If you’re on the Cape or anywhere near, you know we have a very famous visitor here–a young black bear! Everyone’s talking about it and the jokes and stories are multiplying faster than mosquitoes around here. This guy is on the move and was noted in Brewster early yesterday morning. Well, it just so happened that my daughter, grandson and I were also headed to Brewster yesterday morning and yes, we were pretty excited about maybe seeing the bear along the way.

We were headed to the Cape Cod Museum of Natural History and when we got there we found we were far from alone. A news helicopter was overhead, people with cameras and binoculars were everywhere and down the road were police cars and other official cars from various agencies charged with checking out the bear and keeping people safe.

Behind this scene were several dozen people scanning the marshes and nearby woods. This was taken at the corner of Paine’s Creek Rd. and Rt. 6A. Everyone was in a happy, anticipatory mood and I couldn’t help but feel that this little bear has made a lot of people happy. For all the chatter about how disconnected from nature we all are this moment proved that really, people want to be connected to nature. They are even a bit excited about it. Now, will these same people be excited 10 years from now if bears actually begin to repopulate the Cape? That’s another story. I remember when people were excited that coyotes were here back in the beginning. These days very few people are excited about coyotes and in fact many actually hate them.

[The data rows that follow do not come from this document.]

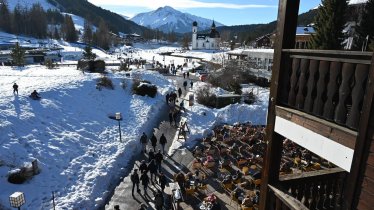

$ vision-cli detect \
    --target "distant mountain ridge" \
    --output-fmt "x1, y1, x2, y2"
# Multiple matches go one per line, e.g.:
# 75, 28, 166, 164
130, 6, 224, 33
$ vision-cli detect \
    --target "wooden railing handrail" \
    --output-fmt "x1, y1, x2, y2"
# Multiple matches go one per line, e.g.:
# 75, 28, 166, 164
268, 184, 309, 210
282, 49, 373, 56
279, 168, 345, 182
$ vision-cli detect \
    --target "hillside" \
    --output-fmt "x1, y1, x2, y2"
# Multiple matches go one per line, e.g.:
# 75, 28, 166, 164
217, 10, 317, 42
131, 6, 223, 33
0, 66, 173, 210
47, 0, 148, 34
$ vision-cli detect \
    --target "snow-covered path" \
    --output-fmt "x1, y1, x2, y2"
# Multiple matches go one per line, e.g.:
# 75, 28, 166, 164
0, 66, 172, 209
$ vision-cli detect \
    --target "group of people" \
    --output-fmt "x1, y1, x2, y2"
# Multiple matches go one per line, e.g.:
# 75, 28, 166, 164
166, 88, 185, 126
140, 132, 167, 154
13, 83, 41, 100
130, 132, 167, 210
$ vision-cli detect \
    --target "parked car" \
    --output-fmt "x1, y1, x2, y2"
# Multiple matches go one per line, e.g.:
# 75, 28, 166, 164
199, 74, 208, 82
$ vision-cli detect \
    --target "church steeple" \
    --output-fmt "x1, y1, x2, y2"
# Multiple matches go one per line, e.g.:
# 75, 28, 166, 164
212, 20, 216, 29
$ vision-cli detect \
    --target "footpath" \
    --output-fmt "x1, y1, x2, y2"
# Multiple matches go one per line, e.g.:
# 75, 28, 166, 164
104, 76, 196, 210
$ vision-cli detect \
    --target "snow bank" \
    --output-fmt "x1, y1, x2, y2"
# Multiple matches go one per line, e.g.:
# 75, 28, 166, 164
0, 66, 173, 210
169, 82, 269, 155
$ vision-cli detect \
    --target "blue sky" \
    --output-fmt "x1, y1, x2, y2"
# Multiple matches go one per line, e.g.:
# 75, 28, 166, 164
88, 0, 321, 25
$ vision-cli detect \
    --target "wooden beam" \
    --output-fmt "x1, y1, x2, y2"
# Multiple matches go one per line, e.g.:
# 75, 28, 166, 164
269, 185, 309, 210
343, 54, 374, 209
260, 0, 300, 210
275, 106, 357, 150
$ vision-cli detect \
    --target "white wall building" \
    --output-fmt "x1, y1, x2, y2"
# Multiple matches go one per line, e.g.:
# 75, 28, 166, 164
192, 21, 221, 50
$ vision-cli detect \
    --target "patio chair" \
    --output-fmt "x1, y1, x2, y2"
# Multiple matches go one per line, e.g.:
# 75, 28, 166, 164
242, 166, 249, 175
240, 205, 254, 210
253, 179, 261, 189
192, 162, 202, 170
236, 159, 248, 168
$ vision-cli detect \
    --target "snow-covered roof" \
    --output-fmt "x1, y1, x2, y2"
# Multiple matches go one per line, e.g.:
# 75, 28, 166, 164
296, 26, 315, 35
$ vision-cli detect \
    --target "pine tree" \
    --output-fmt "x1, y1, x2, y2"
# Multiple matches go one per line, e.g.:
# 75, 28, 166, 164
12, 3, 27, 34
11, 42, 25, 66
309, 0, 348, 50
96, 20, 110, 50
63, 15, 78, 42
28, 3, 47, 39
0, 0, 11, 33
83, 20, 93, 44
53, 27, 61, 40
356, 0, 374, 50
83, 45, 96, 60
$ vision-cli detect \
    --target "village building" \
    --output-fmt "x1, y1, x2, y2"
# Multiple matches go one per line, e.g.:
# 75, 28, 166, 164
192, 21, 221, 50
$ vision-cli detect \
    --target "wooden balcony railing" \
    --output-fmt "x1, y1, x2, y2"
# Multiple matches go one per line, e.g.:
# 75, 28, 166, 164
280, 49, 372, 130
268, 168, 346, 210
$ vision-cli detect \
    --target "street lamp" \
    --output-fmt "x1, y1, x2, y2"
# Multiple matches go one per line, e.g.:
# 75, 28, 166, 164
116, 112, 122, 142
108, 112, 122, 142
9, 192, 25, 210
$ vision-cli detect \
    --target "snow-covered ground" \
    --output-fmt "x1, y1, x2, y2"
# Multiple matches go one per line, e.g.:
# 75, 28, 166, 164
169, 82, 270, 155
0, 38, 268, 210
0, 66, 174, 210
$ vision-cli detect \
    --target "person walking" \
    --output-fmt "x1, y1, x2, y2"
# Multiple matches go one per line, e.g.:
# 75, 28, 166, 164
158, 172, 167, 192
169, 110, 173, 125
140, 132, 148, 153
165, 93, 170, 103
173, 112, 178, 126
13, 83, 18, 95
179, 100, 186, 112
130, 169, 140, 196
183, 81, 187, 91
155, 149, 164, 172
140, 172, 149, 195
178, 88, 182, 98
155, 190, 164, 210
160, 133, 167, 154
148, 159, 157, 183
151, 134, 157, 152
148, 149, 155, 162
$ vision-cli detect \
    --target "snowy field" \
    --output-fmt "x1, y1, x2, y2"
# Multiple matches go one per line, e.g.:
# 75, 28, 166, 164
0, 36, 269, 210
0, 66, 174, 210
169, 82, 270, 155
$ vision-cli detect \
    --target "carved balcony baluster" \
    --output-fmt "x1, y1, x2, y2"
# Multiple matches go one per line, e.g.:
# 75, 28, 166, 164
313, 61, 330, 116
323, 62, 341, 120
334, 63, 355, 124
304, 60, 319, 113
295, 59, 309, 109
288, 58, 300, 106
346, 64, 369, 129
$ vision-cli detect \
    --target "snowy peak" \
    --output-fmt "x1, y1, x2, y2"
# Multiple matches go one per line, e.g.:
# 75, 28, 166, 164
131, 6, 223, 33
7, 0, 57, 11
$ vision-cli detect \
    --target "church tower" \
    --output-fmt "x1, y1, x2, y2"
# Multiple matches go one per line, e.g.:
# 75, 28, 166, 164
192, 21, 197, 50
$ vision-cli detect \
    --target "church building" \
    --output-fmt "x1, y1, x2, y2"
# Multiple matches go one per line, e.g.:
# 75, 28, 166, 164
192, 21, 221, 50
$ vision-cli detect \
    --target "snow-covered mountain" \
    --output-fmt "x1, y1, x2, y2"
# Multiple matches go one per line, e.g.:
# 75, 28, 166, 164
7, 0, 57, 11
130, 6, 223, 33
348, 0, 369, 4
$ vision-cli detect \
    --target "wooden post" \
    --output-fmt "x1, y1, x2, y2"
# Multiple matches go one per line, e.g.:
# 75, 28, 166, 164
343, 53, 374, 209
31, 159, 39, 175
260, 0, 300, 210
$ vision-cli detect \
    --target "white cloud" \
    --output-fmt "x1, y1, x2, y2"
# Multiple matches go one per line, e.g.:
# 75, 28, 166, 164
89, 0, 277, 9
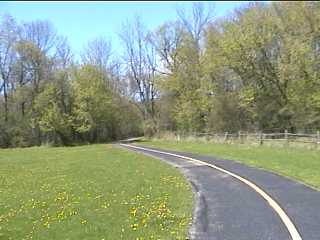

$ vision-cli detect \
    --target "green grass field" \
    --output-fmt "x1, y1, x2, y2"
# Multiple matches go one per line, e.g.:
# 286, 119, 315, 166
0, 145, 193, 240
141, 140, 320, 189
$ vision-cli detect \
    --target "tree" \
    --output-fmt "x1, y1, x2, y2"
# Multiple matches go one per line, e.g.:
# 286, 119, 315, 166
120, 17, 157, 124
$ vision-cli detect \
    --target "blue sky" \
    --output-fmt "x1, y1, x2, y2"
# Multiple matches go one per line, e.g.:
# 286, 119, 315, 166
0, 1, 250, 55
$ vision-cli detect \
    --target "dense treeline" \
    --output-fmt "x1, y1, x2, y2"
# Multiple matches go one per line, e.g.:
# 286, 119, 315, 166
0, 2, 320, 147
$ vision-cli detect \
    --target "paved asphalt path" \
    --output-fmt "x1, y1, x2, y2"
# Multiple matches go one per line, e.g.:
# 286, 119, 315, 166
119, 143, 320, 240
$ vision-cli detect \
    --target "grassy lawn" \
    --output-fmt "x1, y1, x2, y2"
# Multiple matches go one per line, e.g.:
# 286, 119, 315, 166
0, 145, 193, 240
141, 140, 320, 189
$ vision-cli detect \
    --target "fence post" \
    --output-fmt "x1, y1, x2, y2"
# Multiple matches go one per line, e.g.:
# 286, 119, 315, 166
259, 132, 263, 145
284, 129, 289, 146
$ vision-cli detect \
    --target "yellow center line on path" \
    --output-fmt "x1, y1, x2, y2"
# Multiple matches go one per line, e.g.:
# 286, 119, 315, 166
120, 144, 302, 240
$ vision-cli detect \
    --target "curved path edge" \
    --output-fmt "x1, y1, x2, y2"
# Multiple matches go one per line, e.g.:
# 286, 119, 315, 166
120, 144, 312, 240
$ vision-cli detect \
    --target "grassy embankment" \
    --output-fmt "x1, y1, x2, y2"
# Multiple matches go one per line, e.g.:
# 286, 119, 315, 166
0, 145, 192, 240
141, 140, 320, 189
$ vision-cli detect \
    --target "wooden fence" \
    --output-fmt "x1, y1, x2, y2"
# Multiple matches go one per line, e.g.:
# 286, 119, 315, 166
168, 130, 320, 147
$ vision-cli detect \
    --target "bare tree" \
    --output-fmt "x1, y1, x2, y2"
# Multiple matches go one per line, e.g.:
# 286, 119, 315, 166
21, 20, 58, 54
0, 15, 18, 121
120, 17, 157, 119
177, 2, 213, 49
81, 37, 112, 70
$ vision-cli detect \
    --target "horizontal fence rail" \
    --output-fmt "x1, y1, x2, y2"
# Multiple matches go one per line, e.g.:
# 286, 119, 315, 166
164, 130, 320, 147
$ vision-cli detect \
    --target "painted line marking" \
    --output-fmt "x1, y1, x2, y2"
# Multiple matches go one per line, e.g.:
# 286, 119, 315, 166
120, 144, 302, 240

In the end none of us saw the bear….

But over the past week we’ve seen lots of other things like this lobster shedding its shell in an aquarium at the museum…

or these lovely Jack-in-the-pulpit flowers in East Sandwich

or beautiful scenes like this one at Sandy Neck

One day this past week I even was witness to a wild swarming of winged carpenter ants that came and went in a matter of hours.

So……no bear photos but a great week to be outside nonetheless!